During the Venice Biennale, other exhibitions are running in scattered places around the city. You may know it and go there with a planned visit or just bump into by chance. Therefore, if you are in Campo Santo Stefano, that is the big square in front of Accademia Bridge, pay attention to a small palace called Palazzo Lezze. Coming from the bridge, it is at your left following the Rialto directions.
Azerbaijan has set here its suggestive exhibition, which has been called UNDER ONE SUN - The Art of Living Together. Two artists have been involved in the setting up and they are Elvin Nabizade and Hypnotica.
In the first room, immediately after the entrance, there are holograms of Azerbaijan people interviewed and their videos have been assembled all together in a technological video collage. From an objective point of view, this brings emphasis on the culture, lifestyle, traditions and history of this wonderful people.
Before continuing with the description of the exhibit, let's cover a short overview of the country. Azerbaijan, with Baku as Capital City, is a Republic of Central Asia and borders with Russia, Turkey, Georgia, Armenia, Iran and the Caspian Sea. The more interesting feature of it is its secularism, which makes it a remarkable blend of cultures and traditions. Even though the Muslim religion reaches 96%, Catholics, Jewish and Orthodox minorities are presents and their contribution to the national cultural heritage is clearly visible going through the interviews displayed around the building.
On the first floor, the guests will approach a huge art installation in an arch shape that symbolises the itinerary the sun accomplishes from dawn to dusk. The artefact, created by Elvin Nabizade, is composed by 44 saz, a typical instrument the Azeris played centuries ago to make people gathering together.
These kinds of musicians were identified as Asquish, that I assume they could be considered as equal as the wandering minstrels. Various tuning of the instruments complete the installation. Indeed, this art-installation-performance is so unique and fascinating that I personally wanted to stay there all day long, because it gave different outlooks from any point of view and perspective I took on.
The second installation, in the next room, is similar, but astonishing too. This time, different musical instruments were combined together in order to make a static and perfect sphere. Also a work from Nabizade, it is called Sphere as well. The purpose is to represent the different populations living in the country in peace. Hence, the solid shape provided by these instruments perfectly embodies the harmony the Azeris were spreading out within the country and, hopefully, also abroad.
I believe this kind of art and the deep meanings and messages is trying to develop, should be taken as an example for the humanity to get along better and smoothly, with no hate, like the instruments are telling us to do in this arrangement.
The third room reproduces a typical Azeri interiors house furniture. The guest could have a seat on the geometrical and striped colourful patterns distinctive of the Central Asia region. There is a screen with running interviews to Azeris who are explaining life in the mountains and in the country.

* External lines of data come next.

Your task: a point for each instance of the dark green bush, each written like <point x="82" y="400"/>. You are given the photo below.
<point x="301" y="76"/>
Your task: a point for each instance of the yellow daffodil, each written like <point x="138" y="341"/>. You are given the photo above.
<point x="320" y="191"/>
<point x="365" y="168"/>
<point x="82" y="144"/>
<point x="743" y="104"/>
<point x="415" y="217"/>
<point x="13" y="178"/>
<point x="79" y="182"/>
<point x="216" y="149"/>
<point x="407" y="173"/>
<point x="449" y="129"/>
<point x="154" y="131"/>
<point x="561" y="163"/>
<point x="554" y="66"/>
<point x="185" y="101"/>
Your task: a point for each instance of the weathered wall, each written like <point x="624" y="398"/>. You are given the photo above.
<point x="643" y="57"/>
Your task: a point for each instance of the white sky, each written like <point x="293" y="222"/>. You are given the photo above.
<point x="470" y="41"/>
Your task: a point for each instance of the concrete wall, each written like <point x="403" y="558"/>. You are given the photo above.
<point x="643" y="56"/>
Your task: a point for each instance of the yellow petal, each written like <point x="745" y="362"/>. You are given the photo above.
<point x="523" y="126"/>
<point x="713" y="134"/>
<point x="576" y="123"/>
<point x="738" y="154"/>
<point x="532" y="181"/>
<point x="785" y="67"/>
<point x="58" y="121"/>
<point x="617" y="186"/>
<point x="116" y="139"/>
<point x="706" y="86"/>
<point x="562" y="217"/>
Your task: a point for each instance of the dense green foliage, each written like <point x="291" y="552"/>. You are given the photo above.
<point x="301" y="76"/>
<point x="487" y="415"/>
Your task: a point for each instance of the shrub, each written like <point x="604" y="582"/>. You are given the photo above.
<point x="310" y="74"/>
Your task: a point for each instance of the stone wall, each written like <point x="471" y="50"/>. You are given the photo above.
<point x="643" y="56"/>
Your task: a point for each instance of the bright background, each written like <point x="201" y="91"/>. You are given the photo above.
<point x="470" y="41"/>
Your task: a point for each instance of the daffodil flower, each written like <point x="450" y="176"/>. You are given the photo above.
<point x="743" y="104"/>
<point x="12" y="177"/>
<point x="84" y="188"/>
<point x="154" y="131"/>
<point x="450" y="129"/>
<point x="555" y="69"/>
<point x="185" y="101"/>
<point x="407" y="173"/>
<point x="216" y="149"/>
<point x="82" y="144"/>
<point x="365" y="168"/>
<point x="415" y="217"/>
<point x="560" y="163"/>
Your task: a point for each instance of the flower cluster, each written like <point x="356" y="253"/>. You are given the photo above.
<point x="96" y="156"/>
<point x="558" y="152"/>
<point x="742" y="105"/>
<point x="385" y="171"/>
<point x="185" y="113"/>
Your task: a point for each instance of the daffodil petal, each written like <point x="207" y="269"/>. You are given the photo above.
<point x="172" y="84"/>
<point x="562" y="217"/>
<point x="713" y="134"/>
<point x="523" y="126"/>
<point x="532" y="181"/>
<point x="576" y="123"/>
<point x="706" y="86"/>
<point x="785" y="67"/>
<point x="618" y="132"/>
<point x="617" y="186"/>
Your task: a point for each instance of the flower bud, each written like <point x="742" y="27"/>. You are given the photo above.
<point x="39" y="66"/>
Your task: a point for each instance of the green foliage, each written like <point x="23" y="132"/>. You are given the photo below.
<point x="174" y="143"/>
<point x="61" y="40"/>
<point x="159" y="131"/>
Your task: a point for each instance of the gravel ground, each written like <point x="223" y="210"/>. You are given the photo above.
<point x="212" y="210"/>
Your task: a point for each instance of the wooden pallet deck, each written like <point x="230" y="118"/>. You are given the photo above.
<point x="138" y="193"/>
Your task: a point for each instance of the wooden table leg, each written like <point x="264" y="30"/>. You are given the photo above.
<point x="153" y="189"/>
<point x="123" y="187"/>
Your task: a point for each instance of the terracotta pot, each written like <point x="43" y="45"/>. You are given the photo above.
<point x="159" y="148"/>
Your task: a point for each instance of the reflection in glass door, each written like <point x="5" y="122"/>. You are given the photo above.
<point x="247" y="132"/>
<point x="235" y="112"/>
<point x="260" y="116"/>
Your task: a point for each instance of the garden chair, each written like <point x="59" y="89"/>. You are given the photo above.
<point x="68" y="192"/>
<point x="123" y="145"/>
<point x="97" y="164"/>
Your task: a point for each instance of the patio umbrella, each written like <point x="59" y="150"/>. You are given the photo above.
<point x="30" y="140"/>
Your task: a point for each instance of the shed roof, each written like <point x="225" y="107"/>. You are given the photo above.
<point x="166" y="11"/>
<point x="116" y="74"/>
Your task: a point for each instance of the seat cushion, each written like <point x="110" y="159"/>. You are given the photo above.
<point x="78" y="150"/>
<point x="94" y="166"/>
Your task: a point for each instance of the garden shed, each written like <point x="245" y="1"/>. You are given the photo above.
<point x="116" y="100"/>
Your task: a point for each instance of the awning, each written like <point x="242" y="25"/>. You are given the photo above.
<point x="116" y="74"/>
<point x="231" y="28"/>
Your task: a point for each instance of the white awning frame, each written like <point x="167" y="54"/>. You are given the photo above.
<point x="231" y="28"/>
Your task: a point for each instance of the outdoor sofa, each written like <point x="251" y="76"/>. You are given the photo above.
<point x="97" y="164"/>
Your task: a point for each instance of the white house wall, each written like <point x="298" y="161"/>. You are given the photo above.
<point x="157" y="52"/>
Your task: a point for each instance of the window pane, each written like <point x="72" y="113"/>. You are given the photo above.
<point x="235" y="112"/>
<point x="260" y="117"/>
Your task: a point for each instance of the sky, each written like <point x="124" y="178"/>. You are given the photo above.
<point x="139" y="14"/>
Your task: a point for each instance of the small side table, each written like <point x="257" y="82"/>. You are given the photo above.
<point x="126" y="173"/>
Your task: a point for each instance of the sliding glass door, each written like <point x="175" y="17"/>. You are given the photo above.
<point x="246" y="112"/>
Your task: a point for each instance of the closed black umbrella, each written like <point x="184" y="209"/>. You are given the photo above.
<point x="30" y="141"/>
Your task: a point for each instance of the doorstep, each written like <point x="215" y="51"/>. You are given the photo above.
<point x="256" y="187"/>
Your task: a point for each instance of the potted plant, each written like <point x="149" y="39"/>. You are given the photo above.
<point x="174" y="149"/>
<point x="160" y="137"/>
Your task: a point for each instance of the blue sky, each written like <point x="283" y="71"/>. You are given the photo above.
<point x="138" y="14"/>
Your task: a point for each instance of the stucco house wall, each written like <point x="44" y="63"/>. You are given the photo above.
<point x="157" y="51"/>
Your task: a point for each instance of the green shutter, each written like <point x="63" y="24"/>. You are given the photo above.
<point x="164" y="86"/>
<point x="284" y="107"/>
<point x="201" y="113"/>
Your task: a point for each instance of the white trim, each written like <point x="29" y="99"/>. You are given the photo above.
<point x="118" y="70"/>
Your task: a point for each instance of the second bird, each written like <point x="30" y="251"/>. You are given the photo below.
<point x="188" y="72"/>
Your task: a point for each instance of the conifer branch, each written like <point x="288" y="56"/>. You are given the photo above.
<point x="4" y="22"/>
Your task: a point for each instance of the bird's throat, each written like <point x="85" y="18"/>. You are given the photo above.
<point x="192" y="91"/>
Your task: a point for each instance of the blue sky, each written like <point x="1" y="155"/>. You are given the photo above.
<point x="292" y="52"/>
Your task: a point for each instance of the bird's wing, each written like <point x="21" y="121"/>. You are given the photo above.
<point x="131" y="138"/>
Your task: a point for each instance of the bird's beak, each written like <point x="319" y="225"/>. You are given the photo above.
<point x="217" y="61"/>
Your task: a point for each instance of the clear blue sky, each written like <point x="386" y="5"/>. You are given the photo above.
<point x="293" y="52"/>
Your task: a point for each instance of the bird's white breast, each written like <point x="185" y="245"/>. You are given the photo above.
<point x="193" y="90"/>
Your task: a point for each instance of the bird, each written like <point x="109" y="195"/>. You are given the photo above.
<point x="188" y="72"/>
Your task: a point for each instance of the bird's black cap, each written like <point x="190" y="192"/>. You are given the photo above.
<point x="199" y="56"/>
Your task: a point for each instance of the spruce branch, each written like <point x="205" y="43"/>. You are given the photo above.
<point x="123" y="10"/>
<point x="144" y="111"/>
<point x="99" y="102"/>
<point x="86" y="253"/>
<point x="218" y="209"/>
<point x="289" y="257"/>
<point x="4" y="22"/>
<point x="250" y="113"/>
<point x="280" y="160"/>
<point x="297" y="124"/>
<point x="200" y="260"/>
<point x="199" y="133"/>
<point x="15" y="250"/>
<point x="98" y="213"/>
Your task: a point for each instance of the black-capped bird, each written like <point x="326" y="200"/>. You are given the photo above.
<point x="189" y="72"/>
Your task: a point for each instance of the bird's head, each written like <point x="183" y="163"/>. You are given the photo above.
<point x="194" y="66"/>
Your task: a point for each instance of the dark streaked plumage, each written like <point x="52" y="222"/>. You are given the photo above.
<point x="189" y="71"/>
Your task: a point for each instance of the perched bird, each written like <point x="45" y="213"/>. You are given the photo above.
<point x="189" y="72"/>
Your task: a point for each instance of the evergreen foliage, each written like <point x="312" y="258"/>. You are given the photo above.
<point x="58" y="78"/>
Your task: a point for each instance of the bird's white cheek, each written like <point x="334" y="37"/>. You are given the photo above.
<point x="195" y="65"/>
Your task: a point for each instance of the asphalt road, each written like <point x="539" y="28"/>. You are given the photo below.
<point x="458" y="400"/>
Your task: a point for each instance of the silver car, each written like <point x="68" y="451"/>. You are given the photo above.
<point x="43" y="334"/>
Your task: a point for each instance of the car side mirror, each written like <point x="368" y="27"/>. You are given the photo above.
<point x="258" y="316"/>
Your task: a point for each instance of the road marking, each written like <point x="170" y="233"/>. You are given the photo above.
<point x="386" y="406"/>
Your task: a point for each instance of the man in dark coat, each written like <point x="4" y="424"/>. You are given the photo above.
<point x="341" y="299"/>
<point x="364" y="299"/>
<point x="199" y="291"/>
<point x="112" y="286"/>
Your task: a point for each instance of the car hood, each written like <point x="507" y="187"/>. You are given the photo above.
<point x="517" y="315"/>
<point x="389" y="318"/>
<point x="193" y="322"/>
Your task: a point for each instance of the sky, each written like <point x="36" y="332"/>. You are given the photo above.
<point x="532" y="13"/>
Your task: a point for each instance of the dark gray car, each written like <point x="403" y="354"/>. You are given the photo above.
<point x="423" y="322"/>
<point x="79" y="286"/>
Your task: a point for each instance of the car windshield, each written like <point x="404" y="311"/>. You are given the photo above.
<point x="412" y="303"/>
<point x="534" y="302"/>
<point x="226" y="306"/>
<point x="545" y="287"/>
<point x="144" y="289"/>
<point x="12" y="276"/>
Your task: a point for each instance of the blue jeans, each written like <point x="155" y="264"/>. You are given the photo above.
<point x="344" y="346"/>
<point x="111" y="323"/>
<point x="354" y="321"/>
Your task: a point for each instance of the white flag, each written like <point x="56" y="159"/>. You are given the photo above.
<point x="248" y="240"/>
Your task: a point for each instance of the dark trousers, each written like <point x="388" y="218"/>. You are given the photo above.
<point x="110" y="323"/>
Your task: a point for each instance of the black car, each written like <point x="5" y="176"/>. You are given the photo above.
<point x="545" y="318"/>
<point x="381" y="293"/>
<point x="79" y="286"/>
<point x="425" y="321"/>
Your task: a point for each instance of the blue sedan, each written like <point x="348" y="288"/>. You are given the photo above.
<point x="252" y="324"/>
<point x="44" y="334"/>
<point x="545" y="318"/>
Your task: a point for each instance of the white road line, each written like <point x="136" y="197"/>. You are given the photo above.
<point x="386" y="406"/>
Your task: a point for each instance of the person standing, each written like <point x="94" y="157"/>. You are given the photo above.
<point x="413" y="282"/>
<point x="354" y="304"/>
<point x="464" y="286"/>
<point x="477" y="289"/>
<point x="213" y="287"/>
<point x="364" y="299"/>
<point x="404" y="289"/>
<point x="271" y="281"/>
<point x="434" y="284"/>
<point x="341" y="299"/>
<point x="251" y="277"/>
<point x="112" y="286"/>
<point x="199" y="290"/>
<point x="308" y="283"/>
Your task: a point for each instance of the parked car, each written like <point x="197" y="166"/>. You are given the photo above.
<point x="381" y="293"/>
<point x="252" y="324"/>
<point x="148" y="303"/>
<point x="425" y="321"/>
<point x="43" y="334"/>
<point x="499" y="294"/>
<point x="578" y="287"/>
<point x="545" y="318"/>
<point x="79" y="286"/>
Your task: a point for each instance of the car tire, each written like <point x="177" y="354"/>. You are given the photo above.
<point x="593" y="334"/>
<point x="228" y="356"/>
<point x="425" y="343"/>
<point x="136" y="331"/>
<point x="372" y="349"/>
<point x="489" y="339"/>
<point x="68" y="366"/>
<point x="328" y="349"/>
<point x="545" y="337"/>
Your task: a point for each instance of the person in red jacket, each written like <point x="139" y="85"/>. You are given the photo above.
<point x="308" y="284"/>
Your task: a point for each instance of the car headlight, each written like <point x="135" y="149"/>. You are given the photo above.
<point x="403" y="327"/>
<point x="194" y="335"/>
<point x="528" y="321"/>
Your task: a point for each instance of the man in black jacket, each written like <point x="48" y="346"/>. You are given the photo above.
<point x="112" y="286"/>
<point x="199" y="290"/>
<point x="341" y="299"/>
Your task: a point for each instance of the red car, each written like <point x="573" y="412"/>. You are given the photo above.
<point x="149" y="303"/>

Rugs are common features in the culture and wooden small rounded tables, together with relaxing lamps and cushions generate a full experience of comfort.
Speaking of a more contemporary means of art, there is a dark room next to the big installation in the hall that hosts a walking-figure projection created by the artists Hypnotica. The graphic is an outcome of several alphabets and codes, followed by a specific music and designed rhythm.